Why does as(..., "transactions") for arules in R seem to lose transactions?

698 views Asked by At

I have a large dataset in CSV:

see attached image

  • There are 50,000 rows, each row is one transaction.
  • There are a maximum of 5 items and a minimum of 1 item in each transaction.
  • There are 5000 different possible item values.
  • There are no duplicate items in a transaction.

After loading the CSV into RStudio and applying unclass(), I apply as(...,"transactions").

The result is something like this:

# transactions in sparse format with
#  5 transactions (rows) and
#  1455 items (columns)

Instead of 50,000 transactions, there are only 5 now.

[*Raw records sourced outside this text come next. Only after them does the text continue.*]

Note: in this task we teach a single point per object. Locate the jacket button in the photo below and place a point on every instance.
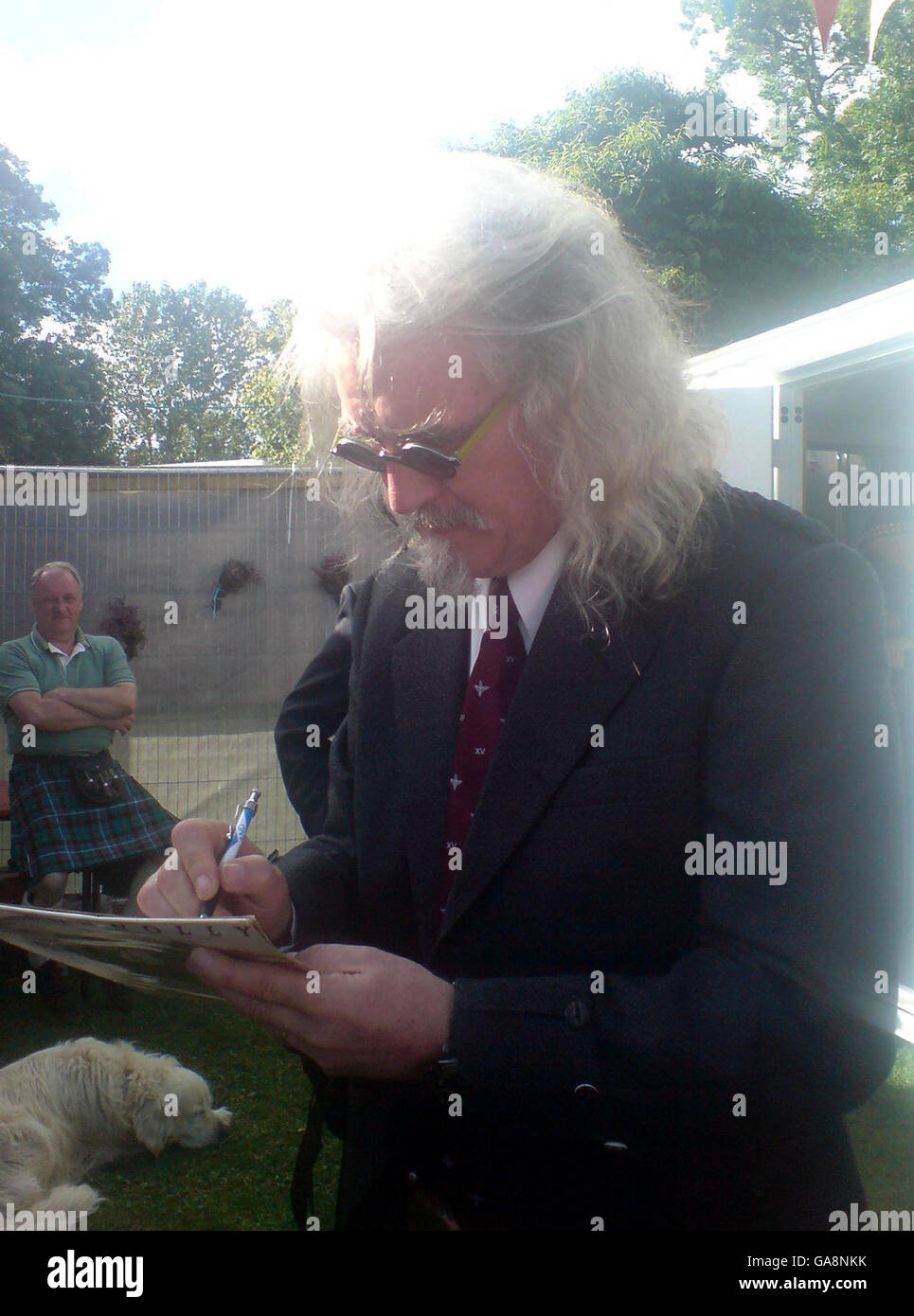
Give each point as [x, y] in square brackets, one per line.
[576, 1013]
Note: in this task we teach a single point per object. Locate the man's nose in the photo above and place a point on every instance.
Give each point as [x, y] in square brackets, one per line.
[408, 489]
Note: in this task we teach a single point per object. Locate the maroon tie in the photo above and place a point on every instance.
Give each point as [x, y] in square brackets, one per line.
[489, 692]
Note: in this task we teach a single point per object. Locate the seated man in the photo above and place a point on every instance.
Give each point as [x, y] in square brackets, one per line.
[63, 695]
[603, 911]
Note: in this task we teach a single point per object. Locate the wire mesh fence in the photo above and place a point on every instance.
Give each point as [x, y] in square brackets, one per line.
[213, 671]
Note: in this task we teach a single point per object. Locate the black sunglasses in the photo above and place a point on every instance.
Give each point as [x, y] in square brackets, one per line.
[418, 457]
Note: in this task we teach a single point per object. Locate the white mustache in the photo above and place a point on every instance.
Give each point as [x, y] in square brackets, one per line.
[447, 519]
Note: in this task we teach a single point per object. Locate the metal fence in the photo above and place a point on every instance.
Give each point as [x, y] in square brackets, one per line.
[211, 681]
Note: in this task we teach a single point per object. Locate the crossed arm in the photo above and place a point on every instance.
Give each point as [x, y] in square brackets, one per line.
[70, 708]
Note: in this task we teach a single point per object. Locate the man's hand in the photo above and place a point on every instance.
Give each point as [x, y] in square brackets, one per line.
[189, 877]
[357, 1011]
[103, 702]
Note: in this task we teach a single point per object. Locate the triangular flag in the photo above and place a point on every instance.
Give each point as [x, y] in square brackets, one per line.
[825, 12]
[877, 10]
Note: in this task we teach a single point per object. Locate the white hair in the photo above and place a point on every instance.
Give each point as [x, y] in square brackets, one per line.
[565, 319]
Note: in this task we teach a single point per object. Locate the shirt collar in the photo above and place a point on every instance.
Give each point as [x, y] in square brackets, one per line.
[531, 586]
[47, 647]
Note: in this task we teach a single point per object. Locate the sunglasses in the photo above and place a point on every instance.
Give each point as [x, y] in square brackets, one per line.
[419, 457]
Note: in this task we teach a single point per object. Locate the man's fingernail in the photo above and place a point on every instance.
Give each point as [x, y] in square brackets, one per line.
[198, 960]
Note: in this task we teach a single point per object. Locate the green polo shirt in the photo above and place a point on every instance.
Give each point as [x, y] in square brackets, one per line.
[29, 664]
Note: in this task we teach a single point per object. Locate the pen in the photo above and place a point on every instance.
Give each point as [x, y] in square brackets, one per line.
[243, 816]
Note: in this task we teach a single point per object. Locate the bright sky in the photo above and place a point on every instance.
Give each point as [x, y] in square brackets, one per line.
[208, 138]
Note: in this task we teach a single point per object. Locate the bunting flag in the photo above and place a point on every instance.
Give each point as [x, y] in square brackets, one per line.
[877, 10]
[825, 12]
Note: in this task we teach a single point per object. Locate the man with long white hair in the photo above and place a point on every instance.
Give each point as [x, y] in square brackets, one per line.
[602, 907]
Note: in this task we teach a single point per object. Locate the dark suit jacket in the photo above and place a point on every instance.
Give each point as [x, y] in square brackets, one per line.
[635, 1042]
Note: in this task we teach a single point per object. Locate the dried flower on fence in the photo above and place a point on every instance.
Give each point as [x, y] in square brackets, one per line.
[121, 620]
[235, 576]
[333, 574]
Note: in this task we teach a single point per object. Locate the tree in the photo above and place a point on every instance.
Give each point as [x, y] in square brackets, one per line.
[273, 407]
[179, 361]
[851, 140]
[53, 304]
[741, 248]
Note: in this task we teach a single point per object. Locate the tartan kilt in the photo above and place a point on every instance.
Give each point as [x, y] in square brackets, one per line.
[54, 829]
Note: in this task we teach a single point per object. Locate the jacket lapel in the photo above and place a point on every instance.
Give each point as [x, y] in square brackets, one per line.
[570, 681]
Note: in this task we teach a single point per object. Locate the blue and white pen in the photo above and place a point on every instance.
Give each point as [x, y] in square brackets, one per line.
[243, 816]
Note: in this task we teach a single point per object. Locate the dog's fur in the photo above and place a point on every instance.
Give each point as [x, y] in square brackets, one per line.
[73, 1107]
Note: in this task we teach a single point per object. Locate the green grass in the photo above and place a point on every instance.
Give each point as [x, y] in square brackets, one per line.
[883, 1136]
[243, 1182]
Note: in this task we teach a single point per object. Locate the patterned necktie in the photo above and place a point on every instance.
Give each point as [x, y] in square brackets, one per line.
[489, 692]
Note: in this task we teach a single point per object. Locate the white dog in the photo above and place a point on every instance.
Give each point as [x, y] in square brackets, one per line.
[73, 1107]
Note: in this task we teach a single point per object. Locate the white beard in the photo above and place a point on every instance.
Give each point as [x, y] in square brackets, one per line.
[439, 566]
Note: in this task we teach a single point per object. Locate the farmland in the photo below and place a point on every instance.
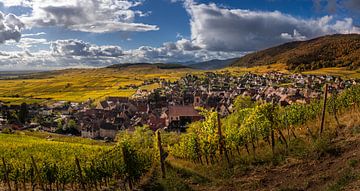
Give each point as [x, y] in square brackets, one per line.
[80, 84]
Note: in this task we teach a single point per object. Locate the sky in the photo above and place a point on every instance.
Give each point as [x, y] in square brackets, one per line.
[57, 34]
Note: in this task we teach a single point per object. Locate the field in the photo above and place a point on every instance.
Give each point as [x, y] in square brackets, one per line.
[80, 84]
[49, 147]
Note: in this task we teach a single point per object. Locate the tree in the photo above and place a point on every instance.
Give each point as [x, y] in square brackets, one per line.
[23, 113]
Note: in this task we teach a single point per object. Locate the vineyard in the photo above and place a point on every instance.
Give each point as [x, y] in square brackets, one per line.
[29, 163]
[32, 163]
[214, 139]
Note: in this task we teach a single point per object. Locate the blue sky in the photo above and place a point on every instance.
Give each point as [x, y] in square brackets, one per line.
[53, 34]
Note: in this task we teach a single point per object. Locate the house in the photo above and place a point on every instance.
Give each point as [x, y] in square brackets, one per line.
[90, 131]
[181, 115]
[103, 105]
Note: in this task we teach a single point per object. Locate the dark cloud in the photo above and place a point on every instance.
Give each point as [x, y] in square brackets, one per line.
[10, 28]
[221, 29]
[94, 16]
[353, 5]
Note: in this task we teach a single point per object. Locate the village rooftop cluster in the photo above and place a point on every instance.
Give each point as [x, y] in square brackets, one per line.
[172, 106]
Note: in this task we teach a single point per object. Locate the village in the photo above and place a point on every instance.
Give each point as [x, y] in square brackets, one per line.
[172, 106]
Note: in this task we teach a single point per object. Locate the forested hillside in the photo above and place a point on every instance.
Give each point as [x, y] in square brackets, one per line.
[327, 51]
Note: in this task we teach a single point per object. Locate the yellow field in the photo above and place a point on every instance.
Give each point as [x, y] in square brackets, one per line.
[80, 84]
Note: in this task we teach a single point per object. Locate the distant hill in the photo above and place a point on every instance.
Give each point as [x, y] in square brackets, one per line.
[158, 65]
[327, 51]
[213, 64]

Where have all the transactions gone? Was the matrix somehow transposed (as the row count in the result equals the column count of my CSV)?

This may be a data pre-processing problem, but according to this post my input data should have the right format.

[I'm posting for the first time here and am fairly new to R/RStudio.]

1

There are 1 answers

0
Michael Hahsler On BEST ANSWER

Have a look at the coercion methods in the man page ? transactions. You will see that you either need a binary incidence matrix, a list of transactions, or a data.frame containing only categorical variables. Your data is not one of these to as(..., "transactions") will fail.

I think read.transactions can read you data.

library(arules)

# create and write some data
data <- paste(
   "item1,item2,,,", 
   "item1,,,,", 
   "item2,item3,,,", 
   sep="\n")
write(data, file = "demo_basket")

# read the data
tr <- read.transactions("demo_basket", format = "basket", sep=",")
inspect(tr)

    items        
[1] {item1,item2}
[2] {item1}      
[3] {item2,item3}